My question is this: does this give us the right to act inhumanely? Or to punish others for the misery that we are going through?
While conducting a ‘Problem Based Learning’ session for First Years, I overheard a student making a similar remark. She revealed that her family avoids going to doctors because they prescribe expensive medicines and unnecessary laboratory investigations that yield no cure. The other students laughed at her and asked why she still chose to pursue medicine.
Being a doctor is not an easy thing, given. It’s one of the toughest jobs in the world. A wise man once said, “Silver, no. Gold, naah. Diamond, no way… The most expensive jewelry one can own is a stethoscope as it costs you your youth, it costs you the most energetic and enjoyable part of your life.”
We burn our youth and out blood to become doctors, but I would say we are becoming ‘dakos’ not ‘Daktars’. What is the actual reason behind this? What is the root cause?
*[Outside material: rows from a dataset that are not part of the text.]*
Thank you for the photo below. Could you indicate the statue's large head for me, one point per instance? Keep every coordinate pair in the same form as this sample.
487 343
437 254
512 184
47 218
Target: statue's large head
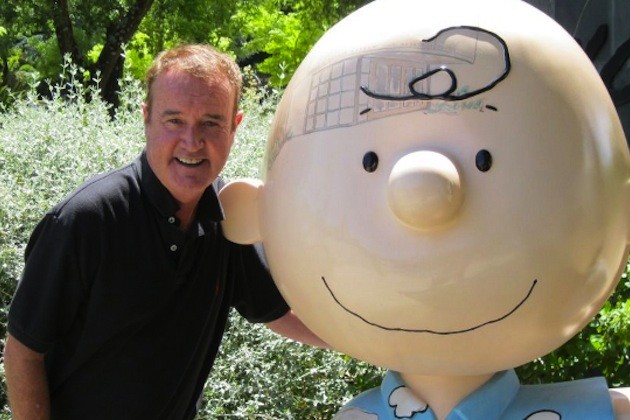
447 187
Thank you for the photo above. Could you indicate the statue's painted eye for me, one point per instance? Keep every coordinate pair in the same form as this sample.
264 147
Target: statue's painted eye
483 160
370 161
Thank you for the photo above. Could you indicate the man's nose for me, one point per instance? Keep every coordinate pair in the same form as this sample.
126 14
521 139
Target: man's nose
193 137
424 190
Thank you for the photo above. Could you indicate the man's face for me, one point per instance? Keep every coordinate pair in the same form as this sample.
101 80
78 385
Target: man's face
190 127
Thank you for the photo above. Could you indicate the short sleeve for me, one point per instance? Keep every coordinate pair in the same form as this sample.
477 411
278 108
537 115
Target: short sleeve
49 292
255 296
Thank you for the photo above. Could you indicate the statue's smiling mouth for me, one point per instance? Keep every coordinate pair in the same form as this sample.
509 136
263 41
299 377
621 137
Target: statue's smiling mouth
430 331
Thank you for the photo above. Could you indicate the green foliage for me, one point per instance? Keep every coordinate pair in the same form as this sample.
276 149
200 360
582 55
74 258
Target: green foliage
602 348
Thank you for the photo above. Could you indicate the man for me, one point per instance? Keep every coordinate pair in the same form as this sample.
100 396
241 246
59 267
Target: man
129 280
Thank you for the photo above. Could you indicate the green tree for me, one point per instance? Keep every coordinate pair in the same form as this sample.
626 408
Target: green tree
107 36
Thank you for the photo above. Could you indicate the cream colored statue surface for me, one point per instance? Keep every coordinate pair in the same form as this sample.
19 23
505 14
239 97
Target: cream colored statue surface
446 195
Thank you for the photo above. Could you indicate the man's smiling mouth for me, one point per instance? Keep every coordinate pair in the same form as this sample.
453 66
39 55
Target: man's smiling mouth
189 162
429 331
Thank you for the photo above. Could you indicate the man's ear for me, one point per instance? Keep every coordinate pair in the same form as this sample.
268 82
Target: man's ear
239 200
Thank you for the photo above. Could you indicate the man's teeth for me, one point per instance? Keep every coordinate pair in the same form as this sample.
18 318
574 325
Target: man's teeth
189 161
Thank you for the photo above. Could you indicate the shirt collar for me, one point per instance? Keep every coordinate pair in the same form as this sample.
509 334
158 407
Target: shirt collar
489 401
208 211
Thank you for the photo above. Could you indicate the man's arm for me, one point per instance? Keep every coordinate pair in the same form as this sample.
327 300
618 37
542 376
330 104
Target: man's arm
290 326
27 384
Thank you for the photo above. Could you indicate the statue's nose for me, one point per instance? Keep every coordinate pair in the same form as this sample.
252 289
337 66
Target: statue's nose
424 190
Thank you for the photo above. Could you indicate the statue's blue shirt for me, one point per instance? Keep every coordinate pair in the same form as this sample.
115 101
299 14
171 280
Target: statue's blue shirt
503 397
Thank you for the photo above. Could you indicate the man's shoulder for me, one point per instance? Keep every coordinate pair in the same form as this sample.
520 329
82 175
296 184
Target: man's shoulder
100 193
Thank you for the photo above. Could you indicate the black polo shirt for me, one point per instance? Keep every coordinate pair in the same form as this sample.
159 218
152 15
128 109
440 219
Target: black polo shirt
129 309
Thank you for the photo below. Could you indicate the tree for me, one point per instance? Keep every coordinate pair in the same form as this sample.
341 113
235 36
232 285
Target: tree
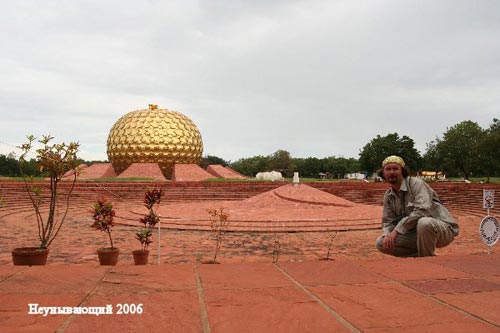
209 160
9 165
374 152
432 160
459 148
489 150
251 166
281 161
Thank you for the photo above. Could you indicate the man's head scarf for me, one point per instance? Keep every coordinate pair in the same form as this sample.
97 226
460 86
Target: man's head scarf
393 159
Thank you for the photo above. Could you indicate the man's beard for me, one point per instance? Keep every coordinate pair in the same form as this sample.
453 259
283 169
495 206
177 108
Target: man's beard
392 179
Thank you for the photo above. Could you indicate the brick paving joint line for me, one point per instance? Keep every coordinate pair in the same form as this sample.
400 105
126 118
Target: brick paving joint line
325 306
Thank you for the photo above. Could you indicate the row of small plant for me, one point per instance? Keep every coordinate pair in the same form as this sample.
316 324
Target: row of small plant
103 215
56 160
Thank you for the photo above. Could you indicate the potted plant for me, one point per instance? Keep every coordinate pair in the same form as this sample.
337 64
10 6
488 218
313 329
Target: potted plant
103 215
53 160
152 200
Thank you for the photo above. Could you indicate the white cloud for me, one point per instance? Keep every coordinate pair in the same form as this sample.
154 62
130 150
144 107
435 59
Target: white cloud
316 78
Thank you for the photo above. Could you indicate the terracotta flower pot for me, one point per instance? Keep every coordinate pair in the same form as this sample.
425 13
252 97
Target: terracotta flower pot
108 256
29 256
140 257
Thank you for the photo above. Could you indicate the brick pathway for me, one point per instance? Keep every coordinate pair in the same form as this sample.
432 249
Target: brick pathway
360 290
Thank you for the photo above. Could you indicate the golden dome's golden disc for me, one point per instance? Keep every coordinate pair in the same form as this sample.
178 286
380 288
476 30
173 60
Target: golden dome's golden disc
154 136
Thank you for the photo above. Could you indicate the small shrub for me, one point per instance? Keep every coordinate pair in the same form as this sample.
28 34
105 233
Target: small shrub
103 215
219 223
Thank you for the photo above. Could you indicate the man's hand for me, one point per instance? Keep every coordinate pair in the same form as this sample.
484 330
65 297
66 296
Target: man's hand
389 240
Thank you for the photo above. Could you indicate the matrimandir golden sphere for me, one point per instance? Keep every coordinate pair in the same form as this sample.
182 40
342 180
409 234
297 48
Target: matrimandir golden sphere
154 136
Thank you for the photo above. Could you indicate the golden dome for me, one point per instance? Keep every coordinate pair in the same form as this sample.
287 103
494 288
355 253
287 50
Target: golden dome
154 136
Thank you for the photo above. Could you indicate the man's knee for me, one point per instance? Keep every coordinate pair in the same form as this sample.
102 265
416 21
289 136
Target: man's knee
425 225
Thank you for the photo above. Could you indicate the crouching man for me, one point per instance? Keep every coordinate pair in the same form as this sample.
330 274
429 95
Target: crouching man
414 221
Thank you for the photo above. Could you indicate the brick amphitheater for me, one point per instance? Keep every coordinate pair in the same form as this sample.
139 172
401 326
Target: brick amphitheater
303 220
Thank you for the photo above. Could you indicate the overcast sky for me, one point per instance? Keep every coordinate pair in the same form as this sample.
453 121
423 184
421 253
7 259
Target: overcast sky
316 78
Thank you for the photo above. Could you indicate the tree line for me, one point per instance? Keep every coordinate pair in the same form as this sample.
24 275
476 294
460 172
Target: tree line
465 149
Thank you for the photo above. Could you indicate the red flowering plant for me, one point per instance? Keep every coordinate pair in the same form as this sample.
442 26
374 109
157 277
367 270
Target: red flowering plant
103 215
152 200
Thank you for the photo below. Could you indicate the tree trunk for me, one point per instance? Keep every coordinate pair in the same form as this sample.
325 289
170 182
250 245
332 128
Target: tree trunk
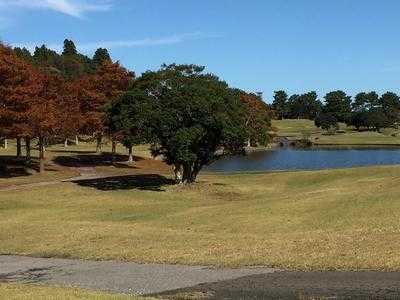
178 171
188 172
113 147
113 150
130 151
19 147
41 154
99 143
28 148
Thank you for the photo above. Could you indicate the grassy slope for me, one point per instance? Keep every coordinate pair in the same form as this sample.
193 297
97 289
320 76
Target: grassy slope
336 219
31 292
299 128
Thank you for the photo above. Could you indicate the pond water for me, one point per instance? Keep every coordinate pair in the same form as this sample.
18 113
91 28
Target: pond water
307 159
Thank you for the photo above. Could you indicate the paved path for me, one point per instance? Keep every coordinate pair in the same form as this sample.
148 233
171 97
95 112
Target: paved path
213 284
129 278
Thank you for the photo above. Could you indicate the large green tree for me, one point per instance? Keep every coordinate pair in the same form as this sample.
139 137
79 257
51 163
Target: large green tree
279 105
338 103
190 116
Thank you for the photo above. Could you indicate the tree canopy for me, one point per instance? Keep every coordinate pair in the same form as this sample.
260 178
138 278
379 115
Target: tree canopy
188 114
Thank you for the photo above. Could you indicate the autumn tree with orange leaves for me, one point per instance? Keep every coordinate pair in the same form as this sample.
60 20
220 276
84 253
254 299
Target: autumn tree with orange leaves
19 85
258 118
33 104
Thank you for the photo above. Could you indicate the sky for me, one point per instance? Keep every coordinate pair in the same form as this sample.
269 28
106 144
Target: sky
255 45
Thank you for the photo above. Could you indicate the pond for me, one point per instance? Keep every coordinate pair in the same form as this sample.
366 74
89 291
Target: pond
307 159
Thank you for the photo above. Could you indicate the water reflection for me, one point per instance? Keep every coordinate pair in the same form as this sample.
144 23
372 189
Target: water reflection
308 159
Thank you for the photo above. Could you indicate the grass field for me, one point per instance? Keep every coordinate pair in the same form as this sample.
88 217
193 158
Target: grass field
335 219
34 292
306 128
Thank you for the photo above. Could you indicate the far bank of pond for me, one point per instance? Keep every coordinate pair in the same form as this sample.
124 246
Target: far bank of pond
313 158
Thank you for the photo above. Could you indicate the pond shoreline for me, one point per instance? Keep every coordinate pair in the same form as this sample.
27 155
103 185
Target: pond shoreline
308 158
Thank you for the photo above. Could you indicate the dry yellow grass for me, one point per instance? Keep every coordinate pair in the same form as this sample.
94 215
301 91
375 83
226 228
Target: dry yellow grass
335 219
299 128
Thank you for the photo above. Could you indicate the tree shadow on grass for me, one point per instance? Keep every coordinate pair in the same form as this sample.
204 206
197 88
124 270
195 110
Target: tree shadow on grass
10 167
147 182
94 160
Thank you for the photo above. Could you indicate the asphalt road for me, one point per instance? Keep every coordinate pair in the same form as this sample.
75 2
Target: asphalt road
172 280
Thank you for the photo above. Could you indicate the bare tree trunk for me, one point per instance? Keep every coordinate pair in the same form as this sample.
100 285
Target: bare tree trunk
113 147
41 154
130 151
178 171
99 143
19 147
28 148
113 150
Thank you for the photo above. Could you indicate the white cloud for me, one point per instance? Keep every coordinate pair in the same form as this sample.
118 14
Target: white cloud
75 8
147 42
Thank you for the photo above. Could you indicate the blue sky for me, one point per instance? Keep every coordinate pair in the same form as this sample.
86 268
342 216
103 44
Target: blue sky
256 45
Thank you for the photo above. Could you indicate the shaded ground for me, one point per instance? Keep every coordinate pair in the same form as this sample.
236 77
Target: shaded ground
181 282
152 182
299 285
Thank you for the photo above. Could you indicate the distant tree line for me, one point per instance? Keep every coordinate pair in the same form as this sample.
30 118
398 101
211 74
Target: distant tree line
367 111
189 117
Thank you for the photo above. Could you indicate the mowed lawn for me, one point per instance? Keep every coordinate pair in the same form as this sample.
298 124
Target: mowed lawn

Greed and ego – “I am a doctor, I am superior” – are the worst enemies of a doctor.
I have seen a lot of doctors who charge only 40-50 rupees at their private clinics, and they are not merely ‘street doctors’ (or in desi wordings ‘gali-mohalay k doctors’); they are well-reputed doctors. One of the most famous orthopedic surgeons in Lahore charges Rs.50 at his private clinic. Why can’t we be as sympathetic and empathic towards our patients and treat them the way they deserve to be treated?
The second and the most important thing is our system of education. It is not just crippling the doctors, but also humiliating them. There is a deficiency as far as teaching medical ethics is concerned. Our doctors do not know what medical ethics are. None are aware of The Oath of Hippocrates of Kos (and its modern version), the Declaration of Geneva of the World Medical Association, The Oath of the Healer, our even own code made by PMDC and CPSP. These oaths, particularly The Oath of Hippocrates, and The Oath of the Healer is taken by graduating doctors at their convocations. But that is just a formality. These things should be taught and remembered.
I have heard many people saying there is no longer any respect for doctors in Pakistan. Is it really that bad here? I strongly disagree. The next time a police constable stops you, just say you are a doctor. He will not only let you go, but you will see the difference – “Sir ap jain”, instead of the usual “Oy kaghiz dikaho gari ke”. If this is not respect, what is?
It is you who is good or bad, not the profession. We are the cream of the nation; we are idolized by many. Breaking a queue, breaking laws, indiscipline – this is not what we are trained to be. We are supposed to be highly disciplined, refined, polite and gentle.